I eased myself into my swivel chair.

Marley was wearing a Western shirt, dusty jeans, and cowboy boots, as if he had been riding the range rather than supervising a beat-down in the hobo jungle. His legs were spread wide beneath the Stetson on his lap.

He regarded me with coffee-colored marsupial eyes. “I want you to find some information on a man named Gus Greenbaum.”

“Can’t say I’ve heard the name.”

“You never heard the name? I thought you’d been a cop.” When I didn’t respond, he continued. “Well, the sign says private investigator. I assume you can investigate and keep it private.”

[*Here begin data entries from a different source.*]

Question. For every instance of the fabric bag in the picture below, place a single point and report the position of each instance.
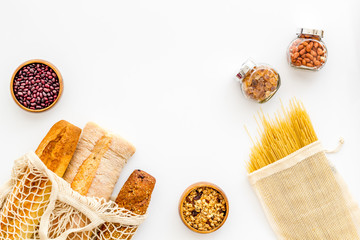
(54, 206)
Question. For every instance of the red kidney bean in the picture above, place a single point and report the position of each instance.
(36, 86)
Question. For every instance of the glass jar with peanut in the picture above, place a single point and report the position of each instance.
(259, 82)
(308, 51)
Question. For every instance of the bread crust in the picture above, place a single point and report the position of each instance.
(58, 146)
(98, 160)
(134, 196)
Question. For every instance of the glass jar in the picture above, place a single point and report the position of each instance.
(308, 51)
(259, 82)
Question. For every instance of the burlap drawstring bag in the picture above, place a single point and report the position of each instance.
(305, 198)
(57, 208)
(303, 195)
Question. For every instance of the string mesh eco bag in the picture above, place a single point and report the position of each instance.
(302, 194)
(37, 204)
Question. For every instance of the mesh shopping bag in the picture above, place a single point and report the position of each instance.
(302, 194)
(37, 204)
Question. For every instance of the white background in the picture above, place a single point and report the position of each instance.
(161, 74)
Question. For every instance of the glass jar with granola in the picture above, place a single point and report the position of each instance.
(308, 51)
(259, 82)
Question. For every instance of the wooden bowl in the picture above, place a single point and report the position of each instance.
(57, 72)
(187, 192)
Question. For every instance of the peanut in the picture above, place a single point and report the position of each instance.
(308, 52)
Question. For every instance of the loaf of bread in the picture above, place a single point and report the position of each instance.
(58, 146)
(98, 160)
(27, 201)
(134, 196)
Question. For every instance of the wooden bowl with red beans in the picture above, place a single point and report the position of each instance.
(36, 85)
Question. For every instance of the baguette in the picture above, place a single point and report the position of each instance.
(24, 207)
(134, 196)
(98, 160)
(95, 167)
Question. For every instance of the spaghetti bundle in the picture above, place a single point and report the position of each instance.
(304, 197)
(282, 136)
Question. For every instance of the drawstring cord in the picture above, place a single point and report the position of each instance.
(338, 148)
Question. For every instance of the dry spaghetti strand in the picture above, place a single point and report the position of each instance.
(281, 136)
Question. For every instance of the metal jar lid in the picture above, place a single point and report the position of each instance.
(245, 68)
(308, 31)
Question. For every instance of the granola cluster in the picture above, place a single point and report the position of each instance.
(261, 83)
(204, 208)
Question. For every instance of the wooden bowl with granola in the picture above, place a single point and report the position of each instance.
(203, 207)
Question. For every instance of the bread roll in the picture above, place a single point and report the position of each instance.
(98, 160)
(27, 202)
(134, 196)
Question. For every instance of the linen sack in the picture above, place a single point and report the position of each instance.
(57, 212)
(305, 198)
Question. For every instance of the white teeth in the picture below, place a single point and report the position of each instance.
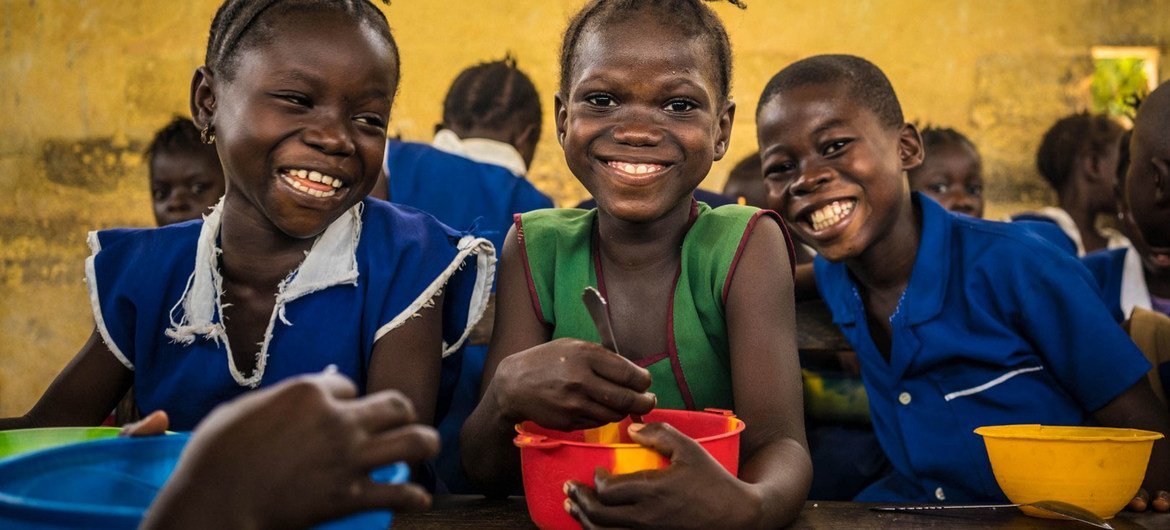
(831, 214)
(635, 169)
(308, 190)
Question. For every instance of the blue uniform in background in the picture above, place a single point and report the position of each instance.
(996, 327)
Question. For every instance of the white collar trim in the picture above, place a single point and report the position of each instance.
(331, 261)
(481, 150)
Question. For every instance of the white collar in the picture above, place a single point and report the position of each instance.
(482, 150)
(330, 261)
(1134, 290)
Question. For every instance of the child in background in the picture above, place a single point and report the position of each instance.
(283, 276)
(185, 174)
(951, 173)
(642, 111)
(957, 322)
(491, 115)
(1079, 159)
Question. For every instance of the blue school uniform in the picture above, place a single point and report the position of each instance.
(156, 302)
(462, 193)
(996, 327)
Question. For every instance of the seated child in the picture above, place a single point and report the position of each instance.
(295, 269)
(185, 174)
(240, 470)
(1078, 157)
(491, 115)
(957, 322)
(642, 112)
(951, 172)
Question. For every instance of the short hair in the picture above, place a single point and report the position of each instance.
(240, 25)
(491, 95)
(178, 136)
(693, 18)
(865, 82)
(1069, 138)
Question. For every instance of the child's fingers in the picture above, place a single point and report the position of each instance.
(382, 411)
(410, 444)
(156, 422)
(1140, 502)
(1161, 501)
(370, 495)
(620, 371)
(585, 507)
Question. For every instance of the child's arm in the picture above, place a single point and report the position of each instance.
(293, 455)
(776, 469)
(82, 394)
(557, 384)
(1137, 407)
(408, 359)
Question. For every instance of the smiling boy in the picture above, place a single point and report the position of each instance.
(957, 322)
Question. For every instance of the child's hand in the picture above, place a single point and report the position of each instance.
(156, 422)
(294, 455)
(570, 385)
(1142, 502)
(694, 491)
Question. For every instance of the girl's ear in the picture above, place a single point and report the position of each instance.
(561, 114)
(909, 146)
(727, 117)
(202, 97)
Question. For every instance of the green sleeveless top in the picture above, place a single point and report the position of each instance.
(695, 371)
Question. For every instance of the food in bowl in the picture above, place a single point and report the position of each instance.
(1096, 468)
(550, 458)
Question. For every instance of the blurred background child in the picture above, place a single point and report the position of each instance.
(1078, 157)
(951, 173)
(186, 178)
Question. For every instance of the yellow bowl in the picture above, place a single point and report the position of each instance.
(1096, 468)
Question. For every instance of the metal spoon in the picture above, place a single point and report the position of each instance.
(1064, 509)
(599, 310)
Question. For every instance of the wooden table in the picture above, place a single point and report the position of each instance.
(473, 511)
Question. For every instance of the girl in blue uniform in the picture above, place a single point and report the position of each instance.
(295, 269)
(642, 111)
(957, 322)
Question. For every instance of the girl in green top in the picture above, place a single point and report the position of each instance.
(702, 297)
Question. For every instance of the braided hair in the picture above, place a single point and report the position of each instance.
(240, 25)
(692, 16)
(493, 95)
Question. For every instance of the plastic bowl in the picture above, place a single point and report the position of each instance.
(14, 442)
(1096, 468)
(550, 458)
(109, 483)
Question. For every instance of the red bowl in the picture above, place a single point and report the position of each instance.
(550, 458)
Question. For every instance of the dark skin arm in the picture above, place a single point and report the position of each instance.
(1138, 407)
(408, 359)
(82, 394)
(776, 469)
(562, 384)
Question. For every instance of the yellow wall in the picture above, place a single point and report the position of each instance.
(84, 84)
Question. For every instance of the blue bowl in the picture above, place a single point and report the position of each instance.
(109, 483)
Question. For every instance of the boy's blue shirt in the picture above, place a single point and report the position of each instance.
(996, 327)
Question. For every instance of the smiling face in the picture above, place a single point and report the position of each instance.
(1146, 200)
(301, 126)
(644, 119)
(834, 171)
(952, 176)
(184, 184)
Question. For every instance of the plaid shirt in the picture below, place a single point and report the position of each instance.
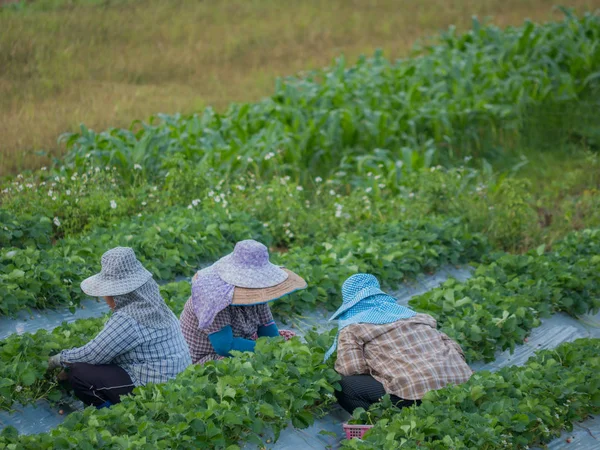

I asked him why I would want to do that.

He smirked. “When Prohibition is repealed, I’m going to get the first state license to distribute liquor. And it will be the best brands, thanks to Sam Bronfman. Seagram, you know.”

“But without Al Capone.” I smirked, too.

“Times change,” Marley said. “My distributorship will be totally legal. More than three hundred bars have already applied for liquor licenses since the state repealed its law last year, and I’ll be supplying them when the stupid Eighteenth Amendment is gone this year.”

“And why would the State of Arizona grant you this? You’re just a kid.”

He struggled to hide his irritation. “Because important people patronize the disorderly house I own on the east side. And they wouldn’t want their wives to know about it, especially about the pretty colored girls they consort with. I have photographs.”

He let out a high-pitched laugh like a girl’s, a sound I never wanted to hear coming from him again.

“I see.”

“And it will be in your interest to have me as a friend and client.”

I didn’t think Marley had any more friends than a Gila monster. The difference was that the big lizard was prettier and shy. Having him for a client seemed freighted with corruption and complications. When I said nothing, he pulled a wad from his jeans pocket and peeled off five C notes, slapping them on my blotter. I hated to admit it, but now he was talking more persuasively.

“Consider it a retainer.”

My considerations were these: Marley was a punk, a thug, maybe a killer. I saw that in action when his bully boys took baseball bats and gasoline to the Okies. On the other hand, I didn’t need him as an enemy, especially not with a dismembered blonde carrying my business card hanging over me. What if one of the clients of Marley’s “disorderly house,” as he called it, was the county prosecutor? I might end up hanging like Ruth Judd. That could disorder my life in a hurry.

Also, clients were sparse now that I had the wire that Samuel Dorsey had reached Chicago. I still needed to pay seven bucks a week for my share of Gladys’s resentful time, fifteen a month for the office, another twenty for rent at my apartment, plus some walking-around money for haircuts and shaves, shoeshines and newspapers, and taking Victoria dancing.